I am looking for an efficient way to evaluate
$$\int_{1/4}^1 \int_{\sqrt{x-x^2}}^{\sqrt x}\left(\frac{x^2-y^2}{x^2}\right)\,\mathrm{d}y\,\mathrm{d}x$$
I have
\begin{align} I&=\int_{1/4}^1\left(\int_{\sqrt{x-x^2}}^{\sqrt x}\,dy-\frac{1}{x^2}\int_{\sqrt{x-x^2}}^{\sqrt x}y^2\,dy\right)\,dx \\&=\int_{1/4}^1\left[\sqrt x-\sqrt{x-x^2}-\frac{(\sqrt{x})^3-(\sqrt{x-x^2})^3}{3x^2}\right]\,dx \\&=\int_{1/4}^1\sqrt x\,dx-\int_{1/4}^1 \sqrt{x-x^2}\,dx-\frac{1}{3}\int_{1/4}^1 \frac{1}{\sqrt x}\,dx+\frac{1}{3}\int_{1/4}^1\frac{(x-x^2)^{3/2}}{x^2}\,dx \\&=\frac{2}{3}\left(1-\frac{1}{4^{3/2}}\right)-\frac{1}{3}-\color{darkred}{\int_{1/4}^1 \sqrt{x-x^2}\,dx}+\frac{1}{3}\color{green}{\int_{1/4}^1\frac{(x-x^2)^{3/2}}{x^2}\,dx} \end{align}
Using this answer,
$$\color{darkred}{\int_{1/4}^1 \sqrt{x-x^2}\,dx}=\frac{1}{4}\int_{-\pi/6}^{\pi/2}\cos^2\,dt=\frac{1}{8}\int_{-\pi/6}^{\pi/2}(1+\cos 2t)\,dt=\frac{1}{96}(3\sqrt 3+8\pi)$$
For $\color{green}{\int_{1/4}^1\frac{(x-x^2)^{3/2}}{x^2}\,dx}$ or even the indefinite integral, nothing comes to mind off the top of my head.
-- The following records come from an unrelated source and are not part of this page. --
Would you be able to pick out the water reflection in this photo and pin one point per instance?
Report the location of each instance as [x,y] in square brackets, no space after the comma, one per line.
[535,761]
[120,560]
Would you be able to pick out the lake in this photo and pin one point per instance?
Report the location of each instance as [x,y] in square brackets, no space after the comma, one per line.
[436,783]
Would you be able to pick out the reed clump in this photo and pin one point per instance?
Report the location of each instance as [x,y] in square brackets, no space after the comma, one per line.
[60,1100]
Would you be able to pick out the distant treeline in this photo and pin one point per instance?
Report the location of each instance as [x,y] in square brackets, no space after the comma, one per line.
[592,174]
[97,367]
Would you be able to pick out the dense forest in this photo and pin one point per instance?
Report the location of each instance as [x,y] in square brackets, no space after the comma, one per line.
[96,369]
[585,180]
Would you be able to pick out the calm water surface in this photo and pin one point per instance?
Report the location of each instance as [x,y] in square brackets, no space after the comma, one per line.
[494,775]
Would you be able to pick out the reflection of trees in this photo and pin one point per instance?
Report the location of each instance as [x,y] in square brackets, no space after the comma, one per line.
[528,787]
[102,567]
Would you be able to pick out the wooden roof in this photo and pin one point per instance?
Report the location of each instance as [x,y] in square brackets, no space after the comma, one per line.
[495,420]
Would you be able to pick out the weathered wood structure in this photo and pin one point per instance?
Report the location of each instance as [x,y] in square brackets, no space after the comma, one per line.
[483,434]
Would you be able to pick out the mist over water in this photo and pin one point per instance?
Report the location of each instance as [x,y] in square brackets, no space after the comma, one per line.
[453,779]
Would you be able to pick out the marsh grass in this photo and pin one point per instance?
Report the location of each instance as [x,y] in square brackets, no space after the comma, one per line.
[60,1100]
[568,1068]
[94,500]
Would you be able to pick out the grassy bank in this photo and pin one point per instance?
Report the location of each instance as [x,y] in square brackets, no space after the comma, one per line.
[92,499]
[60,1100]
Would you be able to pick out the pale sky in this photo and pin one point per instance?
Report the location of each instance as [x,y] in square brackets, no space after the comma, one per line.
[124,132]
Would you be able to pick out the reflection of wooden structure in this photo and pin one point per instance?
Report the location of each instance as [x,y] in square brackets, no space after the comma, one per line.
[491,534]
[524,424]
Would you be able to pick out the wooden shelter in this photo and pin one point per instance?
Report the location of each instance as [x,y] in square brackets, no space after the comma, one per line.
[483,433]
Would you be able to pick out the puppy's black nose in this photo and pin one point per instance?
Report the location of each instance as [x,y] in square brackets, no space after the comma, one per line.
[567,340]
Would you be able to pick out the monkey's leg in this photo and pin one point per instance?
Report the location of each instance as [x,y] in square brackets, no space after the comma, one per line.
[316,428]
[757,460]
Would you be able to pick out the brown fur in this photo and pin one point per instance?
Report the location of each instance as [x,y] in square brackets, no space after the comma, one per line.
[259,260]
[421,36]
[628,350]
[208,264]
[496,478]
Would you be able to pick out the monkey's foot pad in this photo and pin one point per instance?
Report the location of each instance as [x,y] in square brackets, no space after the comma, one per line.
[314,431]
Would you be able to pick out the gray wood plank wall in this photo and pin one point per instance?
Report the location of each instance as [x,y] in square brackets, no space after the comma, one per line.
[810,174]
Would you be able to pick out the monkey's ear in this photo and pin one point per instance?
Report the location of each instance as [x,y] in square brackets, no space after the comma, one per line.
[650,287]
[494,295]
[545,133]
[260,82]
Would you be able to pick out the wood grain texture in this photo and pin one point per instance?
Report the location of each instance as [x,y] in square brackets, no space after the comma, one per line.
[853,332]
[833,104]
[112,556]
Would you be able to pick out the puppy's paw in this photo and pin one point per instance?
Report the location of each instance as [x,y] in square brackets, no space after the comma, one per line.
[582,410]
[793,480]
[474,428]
In a different approach, if I try to change the order of integration right at the start, it complicates matters for me to rewrite the region $$\sqrt{x-x^2}<y<\sqrt x\,,\,1/4<x<1$$
keeping a separate range of $y$ free of $x$ and bounding $x$ with $y$.
Any suggestion regarding specific substitution or change of variables would also be helpful.
The substitution $u=\sqrt{x}$ gives
$$ \int_{1/4}^1 \frac{(x-x^2)^{3/2}}{x^2}dx = \int_{1/4}^1 \frac{(1-x)^{3/2}}{\sqrt{x}}dx = 2\int_{1/2}^1 (1-u^2)^{3/2} du $$
Then $u=\sin t$ should do the trick.